I am constantly checking for when magazines and anthologies post their call for stories. For those familiar with this process, the term "simultaneous submission" should be all-too-familiar. It's one of the most important aspects in the submission process, as well as the most dreaded. It refers to whether an editor will accept a story submission from you when it is "simultaneously" being submitted to other markets as well. Some refuse to accept anything that has already been sent elsewhere, while (and this next trend fortunately is showing up more and more) others understand the need to send to as many publishers as possible and will accept simultaneous submissions. Why is this so important?
An editor preparing for an upcoming issue or anthology will set a reply date (or, if not an actual date, then the number of days or months that it will take for you to get your response).

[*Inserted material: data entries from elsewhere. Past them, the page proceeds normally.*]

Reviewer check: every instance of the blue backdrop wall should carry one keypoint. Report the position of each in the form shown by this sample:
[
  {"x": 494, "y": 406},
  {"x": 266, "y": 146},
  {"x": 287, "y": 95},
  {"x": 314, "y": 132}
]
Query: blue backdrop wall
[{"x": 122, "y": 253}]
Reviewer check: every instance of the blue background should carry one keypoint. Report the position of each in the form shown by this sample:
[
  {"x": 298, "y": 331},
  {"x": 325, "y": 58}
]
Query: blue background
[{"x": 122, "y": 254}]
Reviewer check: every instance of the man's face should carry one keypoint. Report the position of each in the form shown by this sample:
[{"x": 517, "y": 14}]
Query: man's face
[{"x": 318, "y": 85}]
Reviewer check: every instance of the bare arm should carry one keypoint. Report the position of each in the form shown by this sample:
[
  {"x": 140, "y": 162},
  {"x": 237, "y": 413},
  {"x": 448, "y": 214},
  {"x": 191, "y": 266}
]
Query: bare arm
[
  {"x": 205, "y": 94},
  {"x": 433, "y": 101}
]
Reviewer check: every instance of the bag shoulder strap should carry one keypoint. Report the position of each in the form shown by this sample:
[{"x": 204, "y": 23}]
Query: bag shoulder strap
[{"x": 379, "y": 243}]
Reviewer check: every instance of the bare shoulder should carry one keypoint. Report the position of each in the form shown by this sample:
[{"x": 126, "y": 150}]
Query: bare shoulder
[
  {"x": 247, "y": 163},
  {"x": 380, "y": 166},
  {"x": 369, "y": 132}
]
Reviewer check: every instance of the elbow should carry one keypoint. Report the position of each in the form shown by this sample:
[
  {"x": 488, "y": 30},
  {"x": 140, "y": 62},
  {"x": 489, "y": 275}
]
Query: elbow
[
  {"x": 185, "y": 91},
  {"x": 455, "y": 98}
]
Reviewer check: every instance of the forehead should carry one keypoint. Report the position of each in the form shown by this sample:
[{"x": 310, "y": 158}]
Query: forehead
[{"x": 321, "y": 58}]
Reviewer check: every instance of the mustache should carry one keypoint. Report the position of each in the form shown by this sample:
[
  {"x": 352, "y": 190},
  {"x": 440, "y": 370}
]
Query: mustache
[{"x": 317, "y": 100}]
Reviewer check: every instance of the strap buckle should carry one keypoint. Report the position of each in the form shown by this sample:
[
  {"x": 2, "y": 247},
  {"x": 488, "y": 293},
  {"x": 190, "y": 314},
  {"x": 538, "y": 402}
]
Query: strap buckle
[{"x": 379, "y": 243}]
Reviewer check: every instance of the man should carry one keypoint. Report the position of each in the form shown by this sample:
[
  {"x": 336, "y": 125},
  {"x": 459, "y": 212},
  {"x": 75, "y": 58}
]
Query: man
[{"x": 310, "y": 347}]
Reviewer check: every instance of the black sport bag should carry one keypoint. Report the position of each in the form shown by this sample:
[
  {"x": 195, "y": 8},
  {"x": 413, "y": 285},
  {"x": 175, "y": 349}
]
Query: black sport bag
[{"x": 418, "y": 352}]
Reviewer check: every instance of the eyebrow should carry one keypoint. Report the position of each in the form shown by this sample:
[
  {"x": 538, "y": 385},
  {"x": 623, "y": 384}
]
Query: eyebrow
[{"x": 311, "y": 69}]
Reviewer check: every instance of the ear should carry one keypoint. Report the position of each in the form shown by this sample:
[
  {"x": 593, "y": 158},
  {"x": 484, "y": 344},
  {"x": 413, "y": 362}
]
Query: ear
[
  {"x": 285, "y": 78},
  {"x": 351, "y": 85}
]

This is not set in stone, however, and editors may stray from this time depending on how overwhelmed they are with submissions. Sometimes they will let you know; oftentimes they will not. And some publishers do not even give you a hint at how long it will take right from the start. I also can't tell you (well, I actually can since I keep detailed records of all my submissions) how many times an editor will not even let you know if your story has been rejected and only contact the ones whom they will be purchasing stories from.
So just how long can a story be held in limbo like this until it can safely, and in good conscience, be submitted to one of those publishers that will not accept simultaneous submissions?
I wish I had an answer for this. All I can do is post this in hopes that publishers will be aware of this situation (that not all editors reply according to such regulated schedules--if they reply at all!) and perhaps adjust their policies to be more lenient and accommodating to their submitting authors.